I’m glad he was brave enough to believe in himself.  I believe in him, and in all of my kids.  One day, I will take Ethan to a baseball game, and he won’t have to worry about the crowds, the bees, the smell of the food, or getting hit by a foul ball.  Hopefully, the Cubs will be on their  way to yet another championship.  One day, he will know what it is like not to have to worry, to not have swirling thoughts that constantly entangle him and will not go away.  He can leave that to me.  Things will be different for him, one day.  I just don’t think I want to know what will happen between now and then: how many times I will need to pry the wild rhubarb from the cracks in the corn crib floor; how many times our days will, like the glass, be shattered.  I don’t want to know, because the magic and triumph of that day will bring glory that can come only through the experience, through the bruises, the fears, and the disbelief.  And I cannot look away from that.

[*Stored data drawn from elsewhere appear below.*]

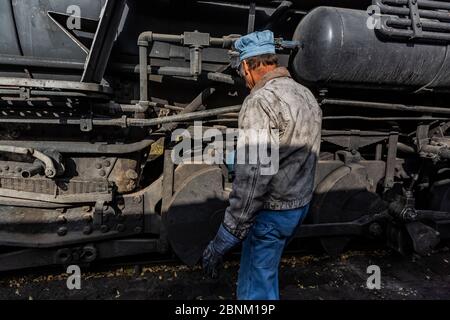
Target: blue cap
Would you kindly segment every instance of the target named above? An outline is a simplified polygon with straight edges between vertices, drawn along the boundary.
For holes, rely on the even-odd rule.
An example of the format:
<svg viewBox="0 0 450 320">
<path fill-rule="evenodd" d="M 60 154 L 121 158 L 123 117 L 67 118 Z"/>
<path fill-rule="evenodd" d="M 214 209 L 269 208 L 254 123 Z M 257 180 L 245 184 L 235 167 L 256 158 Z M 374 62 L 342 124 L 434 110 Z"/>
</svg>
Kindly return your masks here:
<svg viewBox="0 0 450 320">
<path fill-rule="evenodd" d="M 270 30 L 256 31 L 240 37 L 234 43 L 239 51 L 239 60 L 259 56 L 267 53 L 275 53 L 275 40 Z"/>
</svg>

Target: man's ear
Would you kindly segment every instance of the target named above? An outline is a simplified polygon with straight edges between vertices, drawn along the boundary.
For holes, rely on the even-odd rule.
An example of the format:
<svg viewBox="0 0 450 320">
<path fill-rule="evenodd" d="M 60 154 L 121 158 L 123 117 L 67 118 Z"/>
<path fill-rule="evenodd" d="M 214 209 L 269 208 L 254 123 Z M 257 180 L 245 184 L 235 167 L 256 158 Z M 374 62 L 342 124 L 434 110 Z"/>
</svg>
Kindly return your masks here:
<svg viewBox="0 0 450 320">
<path fill-rule="evenodd" d="M 245 60 L 242 61 L 242 67 L 244 69 L 244 74 L 245 74 L 245 79 L 246 79 L 247 85 L 251 89 L 255 85 L 255 80 L 253 79 L 253 74 L 250 70 L 250 67 L 249 67 L 247 61 L 245 61 Z"/>
<path fill-rule="evenodd" d="M 250 74 L 250 68 L 248 67 L 247 61 L 242 61 L 242 66 L 244 67 L 244 74 Z"/>
</svg>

His Nike high top met my cheek with such a force that my glasses flew from my face.   There we were in the new doctor’s office, and my boy did not want to get on the scale.  This time, there was no shattered glass.   I hadn’t seen it coming, and it would have been nice to have a warning.  He could have at least called, “fore!”  What if I had known?  What if I had turned away?  How could I?

Through what is broken, through what stirs your soul, through what brings your greatest joys, even through twenty more medication trials, there will always be another day, holding mystery all it’s own.